Step back in time to the land of the pharaohs, where kings and queens were worshipped as gods and towering temples in their honour dominated the city skyline. Wander roads lined with sphinxes and try your hand at deciphering aged hieroglyphics intricately carved into walls, before indulging in a cocktail or two in a rooftop bar as the sun goes down.
Located on the east bank of the River Nile, Luxor is a holiday destination with a twist, combining traditional Egypt with luxury modern facilities. Get ready to walk in the Valley of the Kings, haggle your way through the lively souks and experience taste explosions with the local cuisine.
Built around the site of the ancient, sacred city of Thebes, Luxor is very much a city of two halves. Divided into East and West by the winding River Nile, where the east has become a well-developed city surrounding the ancient relics of Thebes, the west remains very much as it was thousands of years ago.
Completely barren as far as the eye can see, the west bank of the river houses the famous necropolis of the age-gone kings and queens of Egypt. Also known as the Valley of the Kings, archaeologists have been excavating this site for decades and still have not discovered all of its secrets. So far 63 tombs have been uncovered, including those of ancient royalty and the legendary King Tutankhamun.
Temples to the gods were once a prominent feature all across Egypt. In Luxor, there was a total 6 grand temples. On the east bank, obscured by the modern city around it, 2 remain standing, the Luxor Temple and the Temple of Karnak. Gigantic structures comprising thick stone walls, towering pillars and impressive stone carved statues of pharaohs and mythical sphinxes, it is no wonder they have survived the test of time.
When in Luxor, a piece of the past lies around every corner and there is plenty to explore, but if you fancy a break from sightseeing, why not pay a visit to one of the lively souks? Locals peddling everything from handmade silks to brilliantly coloured spices line the streets to create an electric atmosphere not to be missed out on.
Egyptian cuisine has been heavily influenced over the centuries by its middle-eastern neighbours, however, it has managed never to lose its uniqueness. Bread and rice remain staple parts of the Egyptian diet, however, deliciously spiced meat and vegetable fillings add intense flavour to the menu.
Lamb Tagine in particular is a popular Egyptian favourite.
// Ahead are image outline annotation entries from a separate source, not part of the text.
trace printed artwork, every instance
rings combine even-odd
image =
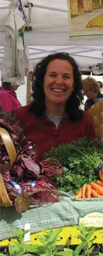
[[[103,38],[103,0],[68,0],[69,39]]]

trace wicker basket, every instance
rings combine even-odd
[[[16,160],[16,153],[11,137],[5,129],[0,128],[0,136],[10,158],[10,162],[4,165],[0,165],[0,206],[9,207],[12,205],[12,202],[10,200],[6,192],[1,174],[10,170]]]
[[[96,136],[103,145],[103,99],[91,106],[88,113],[93,120]]]

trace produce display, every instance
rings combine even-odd
[[[25,212],[30,205],[59,201],[61,190],[75,199],[103,197],[102,149],[97,139],[89,142],[85,137],[59,145],[45,152],[44,160],[39,161],[34,142],[25,139],[14,113],[1,111],[0,123],[10,135],[16,152],[11,169],[1,175],[19,213]],[[8,163],[3,142],[0,153],[1,165]]]
[[[85,137],[73,144],[52,147],[49,153],[45,153],[44,159],[52,156],[58,159],[62,169],[60,175],[52,179],[58,190],[69,192],[76,199],[93,196],[91,183],[98,182],[99,179],[103,181],[102,149],[98,146],[97,139],[89,143]]]
[[[1,174],[5,188],[16,210],[25,212],[30,205],[41,205],[58,202],[60,193],[50,183],[50,177],[59,174],[61,166],[56,158],[40,162],[34,141],[28,141],[23,130],[15,122],[12,113],[1,111],[1,126],[8,131],[16,151],[12,168]],[[3,142],[1,143],[1,165],[10,161]],[[5,170],[6,171],[6,170]],[[0,204],[2,205],[0,197]]]

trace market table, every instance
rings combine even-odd
[[[24,229],[25,223],[30,223],[31,237],[33,237],[34,242],[37,244],[36,235],[42,228],[48,230],[62,227],[65,230],[67,230],[66,237],[67,235],[69,237],[68,228],[73,228],[73,225],[77,225],[80,217],[95,211],[103,212],[103,198],[75,200],[67,193],[62,192],[61,194],[62,198],[59,202],[38,207],[32,205],[25,212],[21,214],[16,212],[14,206],[10,208],[1,207],[0,246],[7,245],[8,244],[8,239],[14,237],[14,234],[11,232],[11,230]],[[103,232],[103,227],[102,228],[101,232]],[[71,233],[72,233],[71,228]],[[34,237],[32,237],[34,234]],[[71,235],[72,235],[72,234]],[[73,235],[76,236],[76,232]],[[102,244],[102,235],[99,235],[99,238],[97,237],[95,242]],[[60,243],[63,243],[63,241],[65,243],[67,242],[67,238],[65,239],[62,239]],[[70,242],[72,244],[75,243],[72,239]]]

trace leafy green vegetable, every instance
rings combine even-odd
[[[73,141],[73,144],[59,145],[45,153],[44,158],[56,157],[62,172],[52,178],[58,190],[74,194],[83,184],[95,182],[99,179],[98,167],[102,163],[102,149],[97,140],[89,142],[87,137]]]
A hybrid somewhere between a curry and a broth, it is traditionally served with rice and is widely available in Egyptian restaurants as well as from street food vendors in the souks.
As well as a wide variety of Egyptian restaurants, you can also find culinary gems from around the world including Italian, Thai, and even a taste of the best of British if it takes your fancy!
Wine making has long been a tradition in Egypt. In the region known as the ‘Nile Delta’ where the climate is more suited to grape growing, lush reds, refreshing whites and even some rosé wines are produced by the gallon each year. When in Luxor, you will probably find that Egyptian wine is the only wine on offer although there is a wider variety of beers and lagers.